Yeah, that Mafia don threat again. Hunter agrees:
Again, it's the stuff of the militia movements. Every fascist couches their predicted revolution in this same "look what you made us do" language. If Trump does not win his election because prosecutors had the audacity to indict him, then it will be evidence that President Joe F--king Biden, who to everybody's knowledge has been staying as far away as possible from every Trump investigation, must be defeated with "bullets." And this is why the Republican base has turned fascist so quickly. It's because they've had two decades of people like Huckabee hitting all of fascism's notes—the paranoia, propaganda, and demonization of enemies and insistence that the time for violence is coming up Real Soon Now. Of course, the base believes it. Of course, the base believes their Dear Leaders should be able to do crimes and face no consequences.
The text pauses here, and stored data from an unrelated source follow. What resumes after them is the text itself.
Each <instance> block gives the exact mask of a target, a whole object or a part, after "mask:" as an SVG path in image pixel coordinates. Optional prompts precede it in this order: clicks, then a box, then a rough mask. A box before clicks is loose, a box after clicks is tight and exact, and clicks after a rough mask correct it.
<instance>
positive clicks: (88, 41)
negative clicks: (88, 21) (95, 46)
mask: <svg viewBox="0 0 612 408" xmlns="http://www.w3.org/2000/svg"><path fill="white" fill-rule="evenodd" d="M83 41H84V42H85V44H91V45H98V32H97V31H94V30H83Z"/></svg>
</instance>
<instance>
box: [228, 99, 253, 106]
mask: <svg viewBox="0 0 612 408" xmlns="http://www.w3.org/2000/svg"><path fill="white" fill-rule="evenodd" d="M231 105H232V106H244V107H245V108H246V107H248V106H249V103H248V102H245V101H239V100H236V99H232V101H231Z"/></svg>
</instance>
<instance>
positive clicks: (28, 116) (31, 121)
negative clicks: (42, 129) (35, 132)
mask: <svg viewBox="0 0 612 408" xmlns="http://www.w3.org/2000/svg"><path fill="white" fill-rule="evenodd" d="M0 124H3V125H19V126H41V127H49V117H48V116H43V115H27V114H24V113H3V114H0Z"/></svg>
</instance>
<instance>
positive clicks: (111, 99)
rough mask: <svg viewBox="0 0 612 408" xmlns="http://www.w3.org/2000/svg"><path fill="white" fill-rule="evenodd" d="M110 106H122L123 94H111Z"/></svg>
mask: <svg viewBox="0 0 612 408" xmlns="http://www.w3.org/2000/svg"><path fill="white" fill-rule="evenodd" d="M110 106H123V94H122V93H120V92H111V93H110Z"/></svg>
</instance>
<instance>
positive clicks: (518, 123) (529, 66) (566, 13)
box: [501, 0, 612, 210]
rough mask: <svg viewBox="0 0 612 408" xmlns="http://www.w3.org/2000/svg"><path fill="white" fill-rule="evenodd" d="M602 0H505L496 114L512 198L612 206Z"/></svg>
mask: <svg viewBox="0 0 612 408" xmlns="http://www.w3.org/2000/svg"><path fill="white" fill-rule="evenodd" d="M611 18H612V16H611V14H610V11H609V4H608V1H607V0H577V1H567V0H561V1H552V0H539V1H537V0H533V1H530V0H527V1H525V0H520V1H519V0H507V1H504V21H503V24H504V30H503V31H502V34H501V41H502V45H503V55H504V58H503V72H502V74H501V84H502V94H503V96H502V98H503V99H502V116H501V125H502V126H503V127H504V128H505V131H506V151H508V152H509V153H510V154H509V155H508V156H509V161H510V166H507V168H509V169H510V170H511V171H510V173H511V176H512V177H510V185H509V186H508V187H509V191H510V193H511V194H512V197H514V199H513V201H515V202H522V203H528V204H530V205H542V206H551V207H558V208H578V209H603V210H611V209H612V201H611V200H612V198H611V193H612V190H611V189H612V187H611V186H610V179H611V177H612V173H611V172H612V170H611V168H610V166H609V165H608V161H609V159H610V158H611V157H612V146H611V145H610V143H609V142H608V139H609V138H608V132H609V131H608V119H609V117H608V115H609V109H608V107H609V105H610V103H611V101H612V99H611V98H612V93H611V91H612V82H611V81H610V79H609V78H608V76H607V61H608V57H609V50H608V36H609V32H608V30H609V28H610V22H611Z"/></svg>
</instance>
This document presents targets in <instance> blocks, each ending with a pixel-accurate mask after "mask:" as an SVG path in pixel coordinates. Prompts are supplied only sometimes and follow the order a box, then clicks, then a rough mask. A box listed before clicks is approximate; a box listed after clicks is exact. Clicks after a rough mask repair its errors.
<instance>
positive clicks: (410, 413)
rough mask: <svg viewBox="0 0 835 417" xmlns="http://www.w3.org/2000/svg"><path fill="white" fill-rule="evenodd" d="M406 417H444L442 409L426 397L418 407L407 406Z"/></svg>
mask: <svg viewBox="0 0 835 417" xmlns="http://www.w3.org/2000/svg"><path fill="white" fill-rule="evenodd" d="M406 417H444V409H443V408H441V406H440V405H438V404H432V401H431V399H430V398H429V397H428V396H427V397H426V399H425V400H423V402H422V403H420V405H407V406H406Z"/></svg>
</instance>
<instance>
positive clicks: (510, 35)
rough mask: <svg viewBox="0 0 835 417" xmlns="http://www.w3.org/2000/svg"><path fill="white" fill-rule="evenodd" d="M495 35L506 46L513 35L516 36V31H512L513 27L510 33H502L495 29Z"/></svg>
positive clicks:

An Associated Press article posted on Kos almost four weeks ago discusses how a group of thirteen American universities are partnering to elevate free speech and counter threats to democracy. The campaign was created by the Institute for Citizens & Scholars with funding from the Knight Foundation. The nation is in deep political polarization and higher education should show a better way for people to speak across differences in civil ways. The efforts includes such things as Jonathan Holloway, president of Rutgers University, will lead a freshman course to examine the meaning of democracy and ask students to help design a program for the university to improve civic education. The nonprofit PEN America offers training, including showing why protections for free speech matter. Lucas Morel is a professor of politics at Washington and Lee University and chair of the Academic Fredom Alliance wants more colleges to embrace this mission and help students become engaged citizens. He said:
If we don’t do a good job of helping them be careful readers and careful listeners, it stands to reason that as citizens they won’t be careful listeners and careful expressors of their own thought. And it will be difficult for us to function as a self-governing society.